Both detection techniques possess distinct advantages. NIR spectroscopy fundamentally reflects the internal chemical properties of pomegranates by detecting the response of hydrogen-containing groups to light at different wavelengths. During transmission-mode detection, future studies could combine chemometric methods to simultaneously evaluate physicochemical indices (e.g., pH, soluble solid content, and titratable acidity) while diagnosing blackheart disease. Soft X-ray imaging primarily identifies internal physical characteristics by detecting density variations across different regions of pomegranates. With the integration of conveyor belts and high-precision imaging devices, this technique holds potential for continuous high-throughput detection of large sample batches. Simultaneously, future research could employ information fusion techniques to construct discriminative models by integrating data from dual sensors, thereby further enhancing model accuracy.

4. Conclusions

In this study, pomegranate samples with blackheart disease at different infection stages were prepared through artificial fungal inoculation. Transmission-mode NIR spectroscopy was employed to collect spectral data from healthy and infected samples, while soft X-ray imaging was simultaneously applied to acquire internal structural images. Visual assessment of average absorbance differences across infection stages revealed significant spectral variations in the 725–775 nm and 850–875 nm wavelength ranges. Comparative analysis of soft X-ray images demonstrated that healthy pomegranates exhibited distinct seed texture features, which progressively diminished with increasing disease severity.
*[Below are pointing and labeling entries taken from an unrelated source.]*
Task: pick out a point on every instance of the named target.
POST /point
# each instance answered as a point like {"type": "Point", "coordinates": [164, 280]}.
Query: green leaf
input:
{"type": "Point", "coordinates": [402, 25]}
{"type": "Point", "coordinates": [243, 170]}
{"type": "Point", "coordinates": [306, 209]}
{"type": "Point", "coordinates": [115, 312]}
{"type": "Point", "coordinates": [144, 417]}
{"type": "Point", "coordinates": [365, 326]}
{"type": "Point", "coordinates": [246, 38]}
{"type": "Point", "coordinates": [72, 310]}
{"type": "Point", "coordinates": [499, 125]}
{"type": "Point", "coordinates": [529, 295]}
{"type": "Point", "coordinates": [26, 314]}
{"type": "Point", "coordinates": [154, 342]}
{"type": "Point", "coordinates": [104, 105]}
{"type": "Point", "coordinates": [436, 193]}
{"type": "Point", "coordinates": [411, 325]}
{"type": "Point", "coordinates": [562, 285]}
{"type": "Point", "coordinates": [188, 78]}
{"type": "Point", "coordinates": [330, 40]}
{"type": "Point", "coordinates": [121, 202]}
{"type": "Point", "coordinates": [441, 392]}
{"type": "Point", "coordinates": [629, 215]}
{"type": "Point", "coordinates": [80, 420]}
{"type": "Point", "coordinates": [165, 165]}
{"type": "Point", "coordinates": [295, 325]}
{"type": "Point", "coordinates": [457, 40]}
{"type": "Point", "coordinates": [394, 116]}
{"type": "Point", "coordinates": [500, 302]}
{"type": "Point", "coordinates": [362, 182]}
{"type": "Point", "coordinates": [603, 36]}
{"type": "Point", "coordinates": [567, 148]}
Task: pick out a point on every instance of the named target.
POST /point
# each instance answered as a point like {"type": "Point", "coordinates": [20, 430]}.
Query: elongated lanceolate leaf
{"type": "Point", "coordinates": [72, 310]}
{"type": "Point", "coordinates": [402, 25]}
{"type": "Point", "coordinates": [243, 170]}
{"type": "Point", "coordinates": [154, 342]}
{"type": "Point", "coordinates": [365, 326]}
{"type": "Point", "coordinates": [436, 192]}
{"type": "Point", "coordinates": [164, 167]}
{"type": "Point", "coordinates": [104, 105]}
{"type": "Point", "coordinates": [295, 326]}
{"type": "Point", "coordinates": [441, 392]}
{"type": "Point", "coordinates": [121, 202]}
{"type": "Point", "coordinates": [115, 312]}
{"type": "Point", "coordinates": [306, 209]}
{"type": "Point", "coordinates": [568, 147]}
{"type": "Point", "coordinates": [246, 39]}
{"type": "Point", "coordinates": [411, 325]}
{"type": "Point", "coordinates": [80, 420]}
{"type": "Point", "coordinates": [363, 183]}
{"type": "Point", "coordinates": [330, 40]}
Blackheart disease prediction models were developed based on NIR spectral data and preprocessing methods, incorporating five denoising algorithms. The model utilizing second-derivative preprocessing demonstrated the best predictive performance, achieving a prediction set accuracy of 84.00% and an F1-score of 98.11%. Further optimization through three feature wavelength selection algorithms identified the D2-CARS-RF model as optimal with 62 selected wavelengths, attaining a prediction set accuracy of 86.00% and an F1-score of 89.33%.

For soft X-ray image analysis, preprocessing techniques including median filtering and CLAHE were implemented. Twenty-one textural features were extracted from all samples using GLCM and GGCM methods to establish classification models. The RF model exhibited superior performance, achieving a prediction set accuracy of 93.10% and an F1-score of 98.11%. The established model demonstrated robust performance in discriminating pomegranate blackheart disease across varying infection severities.

This study proposes two novel methodologies for blackheart disease discrimination, validating NIR spectroscopy and soft X-ray imaging as valuable tools for assessing disease progression. Technical strengths and limitations were systematically analyzed based on experimental outcomes. Industrial implementation of these techniques could enhance consumer safety, protect commercial interests, and promote sustainable development in the pomegranate industry.